You need a story idea and you can’t think of a thing.
Pull a Terry Pratchett and write about today’s problems set in your story world. You don’t think the 1800s had problems with bizarre political actions, you need to read some history. Both US and English history.
This works very well for something you are deeply concerned about, things like; another World War, Global Warming, or Over Population. If you care about these things and put them into your story. Your story will be better because you’re adding things that you care about and the reader may care about.
It’s called social Satire. Years ago I attended a book signing for a murder mystery author. The author was from England. In her talk she mentioned a then current phenomenon in England where the crime rate plummeted. And it wasn’t for a good reason.
The police in England were getting captured criminals to confess to multiple crimes in exchange for reduced sentences. This reduced the number of unsolved crimes and made the police look better, they were catching criminals and reducing crime.

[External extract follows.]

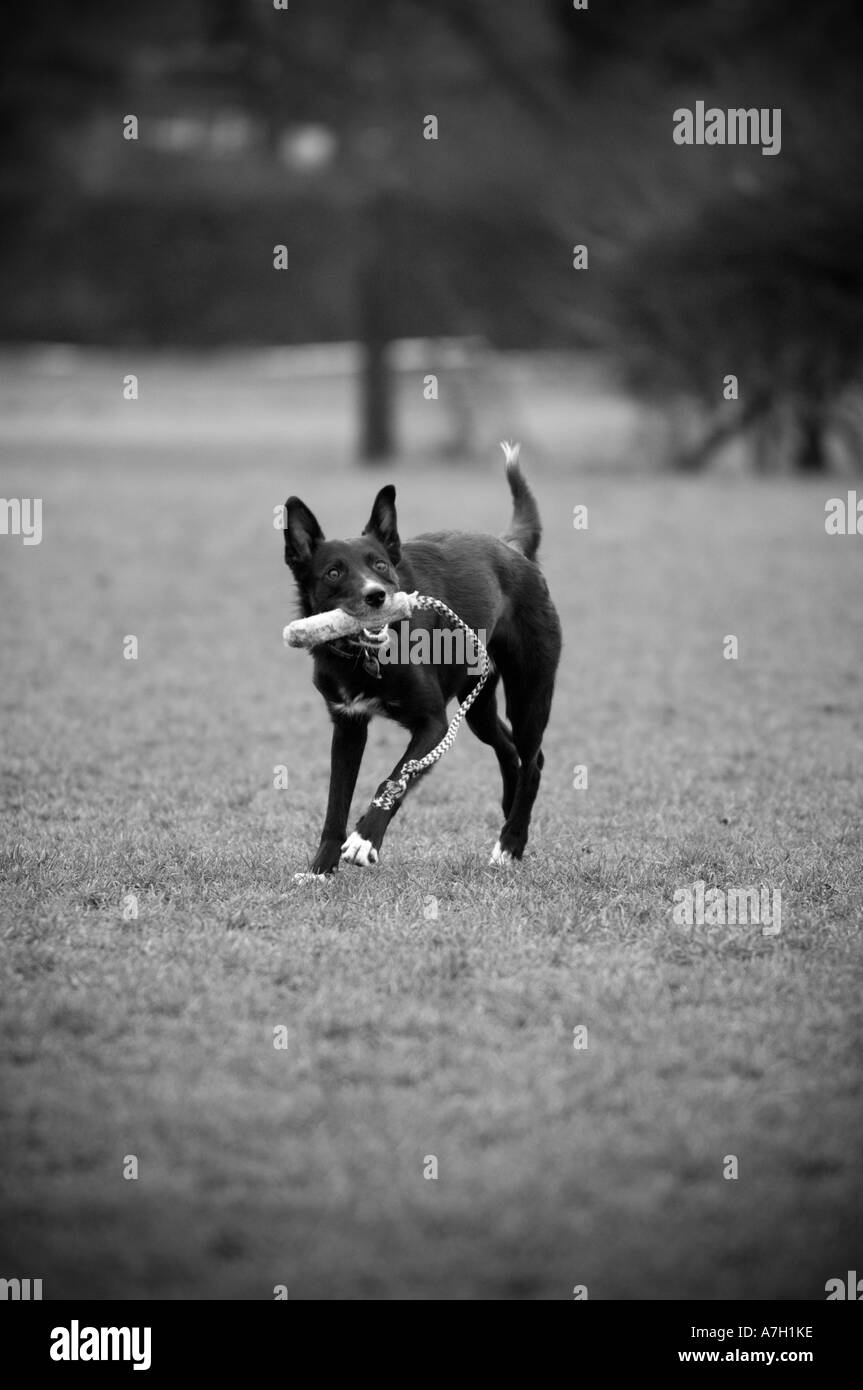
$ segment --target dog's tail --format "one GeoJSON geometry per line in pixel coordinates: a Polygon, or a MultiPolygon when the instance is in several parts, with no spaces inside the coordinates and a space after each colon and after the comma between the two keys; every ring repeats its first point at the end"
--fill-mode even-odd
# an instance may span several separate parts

This is straight out of Terry Pratchett’s book. Sorry, I started to look for the particular volume, but kept getting sucked into the books. How did he write like that?
The book featured Captain Vimes and it was after Carrot got his girl friend the werewolf.
This is social satire. Using real events that people may not believe could happen, but did, in a make believe world.
You have to have had something that happened to you that sounds impossible. Like the IRS giving you money back, or getting out of a traffic ticket because it’s Monday. No, no one would believe that, besides it was on a Sunday.
Authors say that they can’t write about true events because the readers wouldn’t believe them and it would throw the reader out of the story. Put those impossible things, world shaking things in your story, steampunk is the perfect place for the world shaking unbelievable.
Stay strong, write on, and write about what concerns you.